Happy Friday everyone! Here's some news from the world of R this week:
- Academic Paper Interfaces: Stephen Turner has written a blog post explaining how to scrape from the bioRxiv API using R. The article explains how to use {httr2} and tidyverse packages to efficiently and cleanly gather metadata and details for over 200,000 preprint publications.
- Reading magic: David Schoch has developed a new package {paperwizard}, which builds on the Readability.js Javascript library to enable easy extraction of readable content (i.e. news articles) from web pages. It is an add-on to the existing {paperboy} package - check out the article for more, or the source code here.
- CRAN you believe it: Ari Lamstein has written an interesting article discussing the role of CRAN and how it compares to its Python equivalent, PyPI. Many R package maintainers have strong views on the CRAN submission process and whether you think it is unnecessarily difficult, or justifiably robust, I think it is always something worth discussing - given how critical CRAN is to the R ecosystem.
- Mock the week: ROpenSci have released v2.0 of the {webmockr} package for stubbing and setting expectations on HTTP requests. The new version contains some useful features like showing diffs of request bodies and more logical error handling. Check out Scott Chamberlain's release article above, or the package changelog for the full details.
- Did you know:?you can use the {statquotes} package to generate random quotes about statistics!
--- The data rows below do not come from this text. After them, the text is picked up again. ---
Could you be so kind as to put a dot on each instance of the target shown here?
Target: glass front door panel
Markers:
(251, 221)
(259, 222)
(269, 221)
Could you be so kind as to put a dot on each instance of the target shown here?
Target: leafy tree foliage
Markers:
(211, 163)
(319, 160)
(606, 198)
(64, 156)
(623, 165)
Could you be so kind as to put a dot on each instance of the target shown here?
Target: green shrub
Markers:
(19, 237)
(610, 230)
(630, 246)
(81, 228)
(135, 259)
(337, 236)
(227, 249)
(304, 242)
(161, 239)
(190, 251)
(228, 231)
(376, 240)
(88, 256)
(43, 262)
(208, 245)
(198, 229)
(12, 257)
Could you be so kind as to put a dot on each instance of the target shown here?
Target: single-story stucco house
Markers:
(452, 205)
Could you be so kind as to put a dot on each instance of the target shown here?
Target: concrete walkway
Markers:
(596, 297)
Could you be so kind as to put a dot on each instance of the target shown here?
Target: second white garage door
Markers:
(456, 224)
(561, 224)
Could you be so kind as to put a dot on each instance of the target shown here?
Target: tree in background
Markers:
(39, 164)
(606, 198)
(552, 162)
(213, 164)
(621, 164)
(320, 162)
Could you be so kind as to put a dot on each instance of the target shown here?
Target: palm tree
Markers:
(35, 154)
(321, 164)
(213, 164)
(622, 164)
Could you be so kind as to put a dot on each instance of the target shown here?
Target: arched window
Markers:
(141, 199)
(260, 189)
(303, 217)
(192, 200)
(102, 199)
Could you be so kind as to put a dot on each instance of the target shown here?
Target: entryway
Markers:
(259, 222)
#install.packages("statquotes")
statquotes::statquote()
#> Since all models are wrong the scientist cannot obtain a 'correct' one
#> by excessive elaboration. On the contrary following William of Occam he
#> should seek an economical description of natural phenomena. Just as the
#> ability to devise simple but evocative models is the signature of the
#> great scientist so overelaboration and overparameterization is often
#> the mark of mediocrity.
#> --- George E P Box, Science and Statistics, Journal of the American
#> Statistical Association 71, 1976
- {bushtucker} v0.1.0 - (a self-plug) my new data package is now on CRAN containing data on the UK TV show 'I'm a Celebrity, Get Me Out of Here'.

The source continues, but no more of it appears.